The situation at lago di Vico contravenes European law and the Italian state is now facing a lawsuit.

The Lago di Bolsena is a much larger expanse of water. Covering over 100 square km, it is the largest volcanic crater lake in Europe, a beautiful tourist destination of great natural beauty, steeped in ancient history, it was where the Etruscans crowned their kings.

It has already suffered badly from sewage and agricultural pollution in recent years and current research has declared the ecological state of the lake to be alarmingly at the tipping point of ‘eutrophication’, a process that causes the degradation of an aquatic ecosystem caused by an over-abundance of nutrients in the water.

There are many hundreds of new hazelnut plantations within the hydrogeological basin of the lake that are already spewing poison into the underground aquifers.

Having no input river system, these aquifers are the only source of refill for the lake. The monoculturally farmed hazelnut also requires vast amounts of water, up to 30 litres per day, per plant, throughout the growing season.

Farmholdings

This level of irrigation is unsustainable in Tuscia, already affected by erratic weather patterns due to climate change. There is an environmental disaster waiting to happen.

The hazelnut industry is not just destroying the very environment it wishes to exploit, that is bad enough; but in Tuscia there is a young, vibrant, burgeoning agricultural community whose livelihoods will be severely compromised from this monocultural industry.

In recent years a younger generation of Italians has percolated to the countryside in search of an alternative way of life from the city.

It’s not difficult to understand their choice - the proximity to nature, clean air and good wholesome food, space for their children to play.

As a result of this migration a large amount of small organic farmholdings have sprung up in Tuscia cultivating exceptional fresh sustainable produce.

Threat

This group of pioneers share equipment and knowledge, they are bound by mutual cooperation and respect for the land, rather than exploitation and greed, and they have a strong work ethic.

Their produce is sold at their own farmer’s markets three times every month, where they also host talks on issues regarding the local area and educate the younger generation in artisanal skills like woodworking and basket weaving.

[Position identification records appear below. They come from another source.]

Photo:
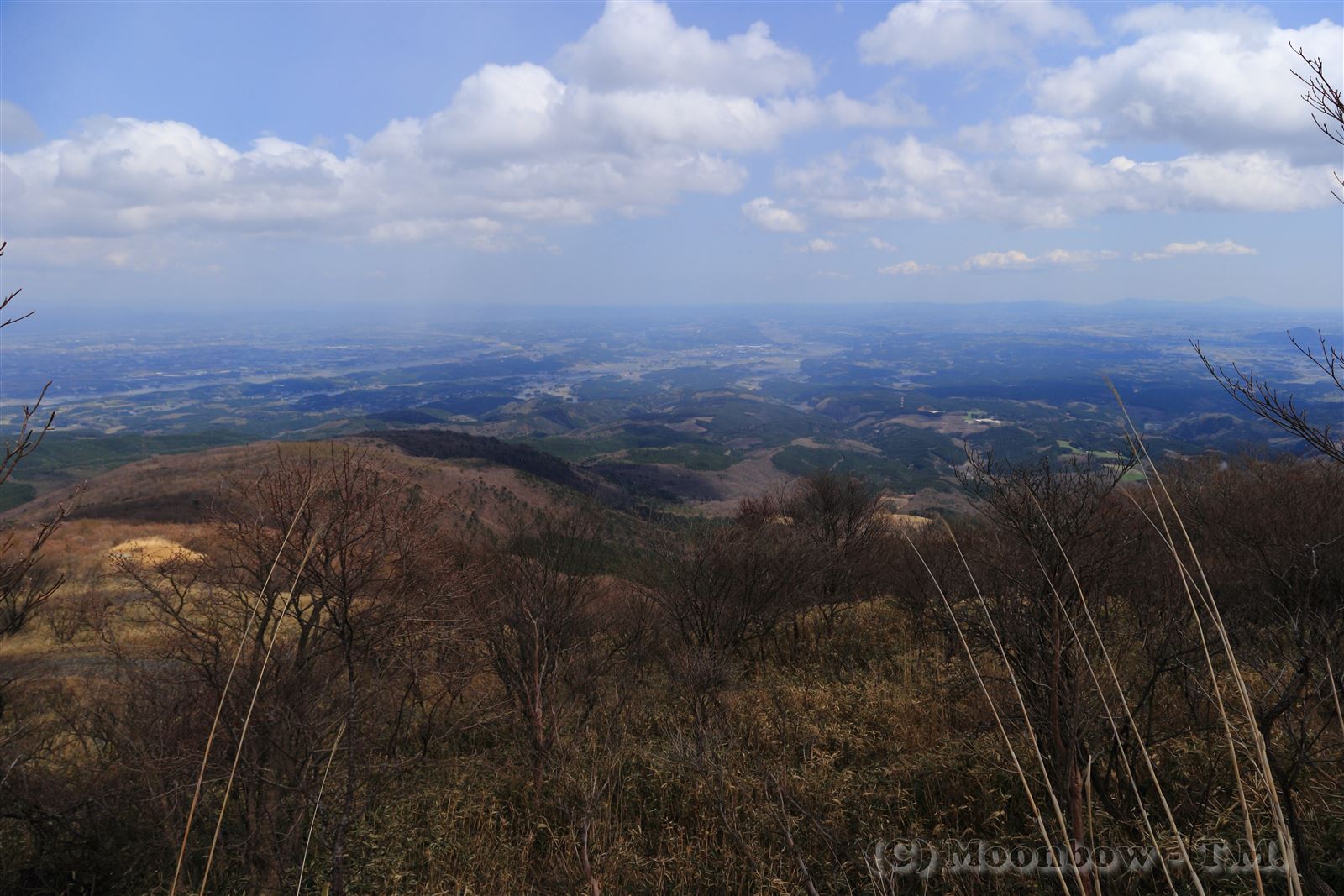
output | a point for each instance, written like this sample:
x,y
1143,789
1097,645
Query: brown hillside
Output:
x,y
179,488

This is a renaissance of the spirit which has been lacking for so long within the agricultural community, exactly the opportunity needed to restore self respect for farming and extract it from many years of economic decline and EU policy which has heavily rewarded mega intensive farming with disproportional subsidies.

Make no mistake, farming organically and sustainably is not easy, and the uncertain seasons caused by climate change compound difficult predictions for future crops.

The creation of nutritious food and access to clean water is unquestionably one of the fundamental principles of life, and this principle is now under threat in Tuscia.

Growth

Farmers are highly stressed fighting for their rights to access ‘pesticide free’ water, air and soil, and they know that without action this time bomb will explode once spraying starts in 2023. This is injustice, this is a crime against peace, this is ecocide.

Our situation in Tuscia is a textbook example of ecocide, it is happening all over the world; here in the heart of central Italy it seems all the more shocking since we face the devastation of some of the highest quality agricultural land on the planet.

We are fighting against a system controlled by large corporations, a system where politicians are lobbied to retain the use of poisonous agricultural chemicals, where big supermarket chains are selling food so cheaply that small farmers cannot compete to make a living, and more disgracefully, 30 percent of all food produced is being wasted.

All the while, nature is screaming out for help, our biodiversity is being devastated, our populations are malnourished, our seasons are unpredictable. This must change. We will fight for nature’s right not to be exploited as an instrument of economic growth.

This Author

James P Graham is an artist and an eco-activist.